© Gregory Crewdson@ Gregory Crewdson

Gregory Crewdson   PHOTOGRAPHS 1985-2005
1 September - 28 Oktober 2007

The Hasselblad Center once again presents one of the most renowned photographers in contemporary art – Gregory Crewdson. This exhibition is a comprehensive overview of the amazingly beautiful but also disturbing oeuvre of this American photographer.

Crewdson has dealt with the neuroses, fears, and secret desires of a society looking into the abyss of its own psyche since the mid-1980s. His images are set in suburban America and refer directly to the myths of Hollywood movies. His intricate and perfectly beautiful staged photographs were shot with the help of a large crew after weeks of extensive preparations on film-like studio sets or on location. His use of theatrical lighting design and fantastic and enchanting elements as well as his belief in a broad narrative style developed on the tradition of staged photography, which - since Cindy Sherman and Jeff Wall at the very latest - has become one of the most important means of expression in contemporary photography.

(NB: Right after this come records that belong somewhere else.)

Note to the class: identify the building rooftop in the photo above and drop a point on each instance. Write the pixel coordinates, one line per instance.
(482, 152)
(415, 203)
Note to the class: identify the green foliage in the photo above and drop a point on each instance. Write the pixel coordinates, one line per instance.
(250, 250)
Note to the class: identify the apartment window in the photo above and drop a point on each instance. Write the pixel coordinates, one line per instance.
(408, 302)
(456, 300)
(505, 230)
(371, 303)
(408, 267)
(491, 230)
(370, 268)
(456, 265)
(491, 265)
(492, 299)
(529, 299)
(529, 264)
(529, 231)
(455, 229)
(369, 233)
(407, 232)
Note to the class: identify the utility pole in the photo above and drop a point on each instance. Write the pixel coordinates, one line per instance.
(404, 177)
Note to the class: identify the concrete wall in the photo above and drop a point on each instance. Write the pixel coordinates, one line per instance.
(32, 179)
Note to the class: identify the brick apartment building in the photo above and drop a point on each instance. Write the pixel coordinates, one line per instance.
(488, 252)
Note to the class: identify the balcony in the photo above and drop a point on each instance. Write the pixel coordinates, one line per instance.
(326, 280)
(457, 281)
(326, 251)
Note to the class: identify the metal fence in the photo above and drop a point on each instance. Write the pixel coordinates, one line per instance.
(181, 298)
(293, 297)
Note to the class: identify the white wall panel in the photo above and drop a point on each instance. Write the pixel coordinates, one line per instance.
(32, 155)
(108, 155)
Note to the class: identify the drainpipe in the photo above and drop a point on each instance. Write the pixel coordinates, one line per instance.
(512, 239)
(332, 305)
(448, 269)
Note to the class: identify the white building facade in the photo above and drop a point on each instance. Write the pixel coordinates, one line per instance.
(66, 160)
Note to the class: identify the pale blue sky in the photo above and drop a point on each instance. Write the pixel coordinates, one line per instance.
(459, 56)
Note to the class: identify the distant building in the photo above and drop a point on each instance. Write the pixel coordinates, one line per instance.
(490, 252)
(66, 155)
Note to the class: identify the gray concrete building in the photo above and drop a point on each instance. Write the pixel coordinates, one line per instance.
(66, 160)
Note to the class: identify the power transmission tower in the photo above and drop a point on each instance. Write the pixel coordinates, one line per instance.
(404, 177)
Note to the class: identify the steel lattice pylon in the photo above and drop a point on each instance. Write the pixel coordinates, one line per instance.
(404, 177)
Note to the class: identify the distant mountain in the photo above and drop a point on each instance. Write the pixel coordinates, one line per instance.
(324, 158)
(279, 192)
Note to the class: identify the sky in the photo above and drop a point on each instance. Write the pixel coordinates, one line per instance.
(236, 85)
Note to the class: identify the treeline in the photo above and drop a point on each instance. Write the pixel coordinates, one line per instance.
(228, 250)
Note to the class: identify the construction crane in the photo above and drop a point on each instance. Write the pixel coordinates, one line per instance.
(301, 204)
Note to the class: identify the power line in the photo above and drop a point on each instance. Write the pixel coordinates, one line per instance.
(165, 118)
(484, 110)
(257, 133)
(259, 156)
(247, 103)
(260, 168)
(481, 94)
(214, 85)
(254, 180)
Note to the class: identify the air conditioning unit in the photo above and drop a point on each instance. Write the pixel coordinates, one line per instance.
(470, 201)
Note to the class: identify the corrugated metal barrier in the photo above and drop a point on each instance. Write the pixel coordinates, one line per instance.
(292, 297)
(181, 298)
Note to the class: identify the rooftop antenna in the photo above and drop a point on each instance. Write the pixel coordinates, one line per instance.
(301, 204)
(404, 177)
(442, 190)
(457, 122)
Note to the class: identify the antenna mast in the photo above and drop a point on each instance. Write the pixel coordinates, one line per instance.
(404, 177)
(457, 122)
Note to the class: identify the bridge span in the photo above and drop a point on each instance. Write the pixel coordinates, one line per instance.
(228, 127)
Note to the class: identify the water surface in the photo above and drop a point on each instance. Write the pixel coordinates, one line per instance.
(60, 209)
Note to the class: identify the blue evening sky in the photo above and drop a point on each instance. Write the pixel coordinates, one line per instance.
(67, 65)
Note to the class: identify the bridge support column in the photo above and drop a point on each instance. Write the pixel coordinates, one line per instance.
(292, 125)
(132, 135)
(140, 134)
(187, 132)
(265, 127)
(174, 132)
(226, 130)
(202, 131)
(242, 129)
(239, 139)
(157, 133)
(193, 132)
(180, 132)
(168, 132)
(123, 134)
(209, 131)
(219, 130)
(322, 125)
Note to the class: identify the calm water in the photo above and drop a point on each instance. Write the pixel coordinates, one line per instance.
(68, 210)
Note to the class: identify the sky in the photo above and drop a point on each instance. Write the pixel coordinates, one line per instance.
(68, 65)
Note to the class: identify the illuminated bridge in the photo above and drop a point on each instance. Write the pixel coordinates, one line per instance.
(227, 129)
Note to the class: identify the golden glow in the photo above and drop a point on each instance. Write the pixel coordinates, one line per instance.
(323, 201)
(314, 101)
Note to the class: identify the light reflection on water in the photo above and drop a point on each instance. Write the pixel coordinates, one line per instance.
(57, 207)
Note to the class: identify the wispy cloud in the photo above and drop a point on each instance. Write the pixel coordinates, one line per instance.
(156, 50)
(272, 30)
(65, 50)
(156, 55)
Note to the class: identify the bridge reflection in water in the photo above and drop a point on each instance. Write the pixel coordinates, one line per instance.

The exhibition includes all of Crewdson’s important bodies of work such as Early Work, which he made as a graduate student from 1986 to 1988: domestic scenes are depicted as rooms of loneliness and vague expectations. These early images already show the artist's understanding of the photograph as a kind of cinematographic compression. Crewdson reduces and condenses his messages down to a single image, the perfect moment.

Natural Wonder, 1992 to 1997, reflects Crewdson's fascination with nature as a magical mythical zone full of mystifying events.

Hover (1996/1997) Crewdson's only black-and-white series to date represents a decisive step in the artist's development. He formulated his central subject for the first time here: A survey of suburban America as a psychoanalytical illumination of its dark sides.

In Hover as well as in the later groups Twilight, 1998-2002, Dream House, 2002, and Beneath the Roses, 2003-05, the artist worked more like a movie director than as a photographer. Every image required a large crew and extravagant production conditions similar to those on a film set. In Twilight, the puzzling and dark energies of an untamable nature arrive in the living room: Crewdson stages the act of making acquaintance with the unconscious and the denied.

The exhibition was produced by Kunstverein Hannover in co-operation with Fotomuseum Winterthur. With thanks to Luhring Augustine, New York and Galleria Emilio Mazzoli, Modena for lending the pictures to the exhibition.